Clinical Review

Pediatric Orthopedic Basics

The acute-care management of children presenting to the ED with fracture now trends toward splinting versus traditional casting.


 

References

Case 1
A mother presented to the ED with her 8-year-old daughter after she witnessed the child fall off her bicycle onto the sidewalk. When she fell, the girl landed onto her outstretched arms and sustained minor abrasions to her palms and knees, but did not hit her head or lose consciousness. Upon falling, the child immediately cried that her left arm hurt and kept holding it guarded near her body.

She was seated on her mother’s lap in the examination room, appearing anxious but in no acute distress. The treating EP observed the superficial abrasions from across the room and obtained a detailed history.

The patient was afebrile, and her vital signs were stable with the exception of mild tachycardia. After a couple of minutes, the EP slowly approached the child and was able to perform a basic examination. There was no obvious deformity to her left upper extremity, and only mild swelling over the wrist. She was able to move her fingers well and had excellent capillary refill distally. The child remained calm during manual palpation of the anatomic snuff box. However, she immediately pulled away and began to cry upon palpation more proximally over the distal forearm. The EP discussed his concerns with the child’s mother and explained that further evaluation was necessary.

Case 2
A mother and father presented to the ED carrying their 6-year-old boy, stating that the child had been limping since they picked him up from a neighbor’s house an hour earlier and was now refusing to walk. The father noted that a group of children had been jumping on a trampoline unsupervised, but he did not witness any injury to his son. Both parents said that the boy had been well up until that day.

At presentation, the child was afebrile and his vital signs were stable. The EP asked the parents to coax the child to walk across the room. During the walk, the boy was reluctant to bear weight on his right foot. Careful inspection of his lower limb revealed no external signs of trauma, and it appeared neurovascularly intact. Careful palpation elicited tenderness directly over the physis at the distal fibula and near the lateral malleolus. While considering the broad differential for a limping child, the physician was primarily concerned with point tenderness on examination and informed the parents that radiographic imaging was warranted.

Overview
Pediatric musculoskeletal (MSK) injury and orthopedic trauma now comprise more than 10% of visits to the ED.1 Fractures in particular are becoming more commonplace with the increasing number of children actively involved in athletic sports and high-risk activities.

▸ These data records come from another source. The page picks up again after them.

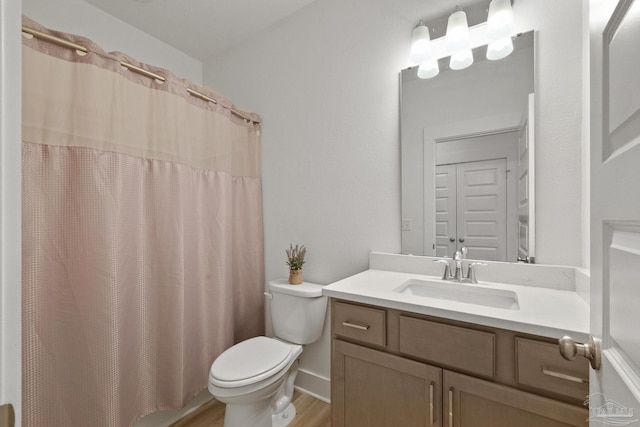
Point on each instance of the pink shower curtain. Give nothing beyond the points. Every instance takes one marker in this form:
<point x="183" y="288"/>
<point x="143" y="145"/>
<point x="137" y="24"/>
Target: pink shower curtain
<point x="142" y="236"/>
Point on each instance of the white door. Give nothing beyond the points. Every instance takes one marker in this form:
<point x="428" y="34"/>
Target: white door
<point x="446" y="208"/>
<point x="615" y="217"/>
<point x="482" y="209"/>
<point x="526" y="185"/>
<point x="471" y="209"/>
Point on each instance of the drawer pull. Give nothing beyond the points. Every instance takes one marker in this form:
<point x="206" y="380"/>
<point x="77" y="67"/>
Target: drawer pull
<point x="560" y="375"/>
<point x="431" y="404"/>
<point x="356" y="326"/>
<point x="451" y="407"/>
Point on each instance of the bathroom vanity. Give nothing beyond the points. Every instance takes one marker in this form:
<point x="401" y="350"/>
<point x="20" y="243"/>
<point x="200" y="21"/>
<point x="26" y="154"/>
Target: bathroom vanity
<point x="413" y="360"/>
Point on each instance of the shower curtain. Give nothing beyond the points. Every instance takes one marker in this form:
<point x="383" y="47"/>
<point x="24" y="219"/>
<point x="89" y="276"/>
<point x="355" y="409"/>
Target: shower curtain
<point x="142" y="236"/>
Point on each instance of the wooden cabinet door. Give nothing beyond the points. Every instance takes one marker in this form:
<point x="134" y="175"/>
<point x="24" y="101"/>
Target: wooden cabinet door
<point x="470" y="402"/>
<point x="372" y="388"/>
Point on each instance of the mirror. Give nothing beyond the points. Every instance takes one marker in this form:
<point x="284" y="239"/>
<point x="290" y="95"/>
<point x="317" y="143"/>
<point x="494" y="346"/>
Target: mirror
<point x="467" y="158"/>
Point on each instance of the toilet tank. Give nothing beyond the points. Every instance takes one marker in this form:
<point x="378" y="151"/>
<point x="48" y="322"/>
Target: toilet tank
<point x="297" y="311"/>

The general approach to acute-care management of these children has evolved, trending more toward splinting the fractured extremity and away from traditional casting. There are many benefits to splinting. The most important is arguably the reduced risk of developing compartment syndrome due to a splint’s ability to expand with accompanied swelling.2 This article reviews the unique characteristics of pediatric bone development and initial management of pediatric fractures, as well as basic splinting techniques and unique indications that require further orthopedic consultation.

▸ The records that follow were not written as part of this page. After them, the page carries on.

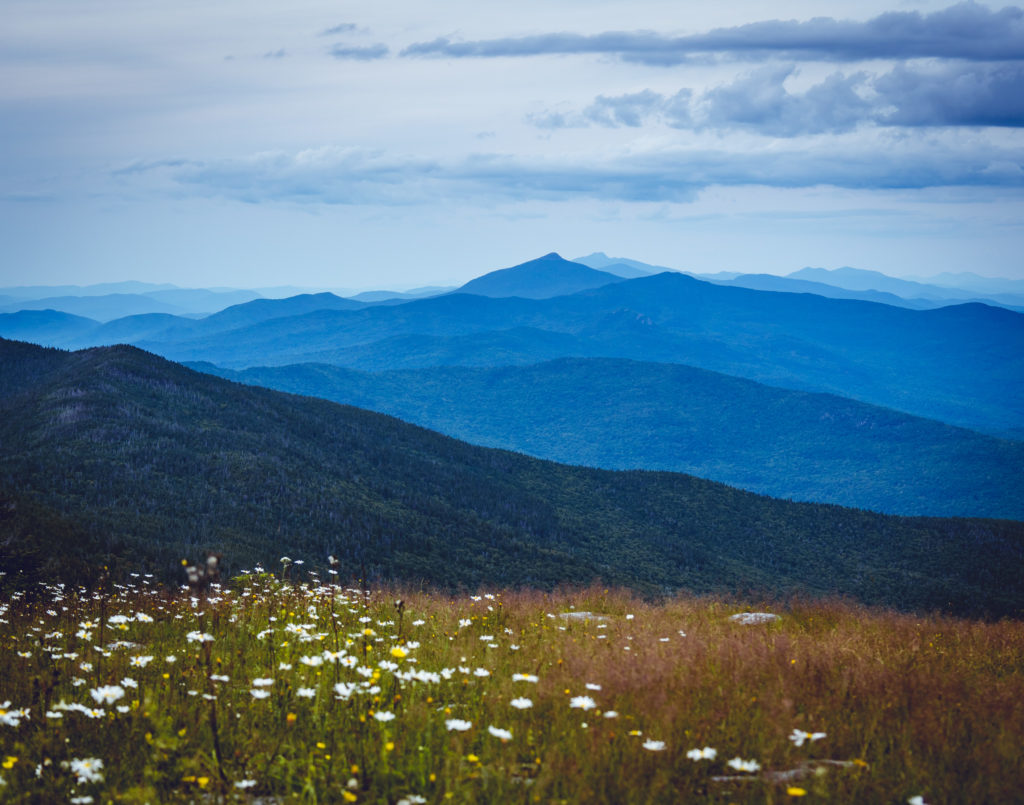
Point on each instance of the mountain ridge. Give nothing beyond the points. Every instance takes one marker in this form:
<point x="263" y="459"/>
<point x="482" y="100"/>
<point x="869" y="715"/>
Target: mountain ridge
<point x="140" y="461"/>
<point x="619" y="414"/>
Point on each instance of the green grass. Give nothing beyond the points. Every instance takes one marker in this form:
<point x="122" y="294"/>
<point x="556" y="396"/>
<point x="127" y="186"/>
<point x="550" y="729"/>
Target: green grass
<point x="908" y="705"/>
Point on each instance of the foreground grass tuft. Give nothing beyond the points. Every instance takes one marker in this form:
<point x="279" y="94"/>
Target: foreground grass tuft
<point x="269" y="691"/>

Physiological Differences in Children
The MSK system of a child differs greatly from that of an adult. The bones themselves are much more porous and malleable during childhood, making them more susceptible to traumatic injury. The growing periosteum and the developing physes are particularly vulnerable, accounting for up to 20% of pediatric fractures (see the Figure illustrating the Salter-Harris classification in the next section).3 This is particularly true at a young age, when ligamentous adherence out-performs the bony integrity itself, making fractures more common than sprains and tears. The opposite is true in adults, who are much more likely to experience sprains before succumbing to fracture. Furthermore, since the periosteum is still very active in children, the fractured bone is much more likely to remodel, lending to less deformity and overall better outcomes in most cases.3 Nonunion is extremely rare in children.

Initial Management
Approaching the Pediatric Patient
Special consideration should be given when initially approaching an injured child, so as not to cause additional undue fear or anxiety to the patient. It is helpful to take an extra moment upon entering the room to simply observe the child’s positioning, posture, or reluctance to move a particular limb. Obtaining a careful, detailed history from a distance is recommended before too quickly approaching the patient. In addition, asking the caregiver to serve as proxy during the initial physical examination may also prove helpful in localizing the pain. In the obscure case, such as the child refusing to bear weight, it is good to keep a broad differential and inspect for non-MSK injury (eg, painful hernia, testicular torsion, foreign body lodged in the bottom of the foot). Utilizing a “log-rolling” technique with the palms of one’s hands on the patient’s thigh may reveal hip pathology. Simply observing the preoccupied child walk around the unit while watching from behind may also aid in the evaluation.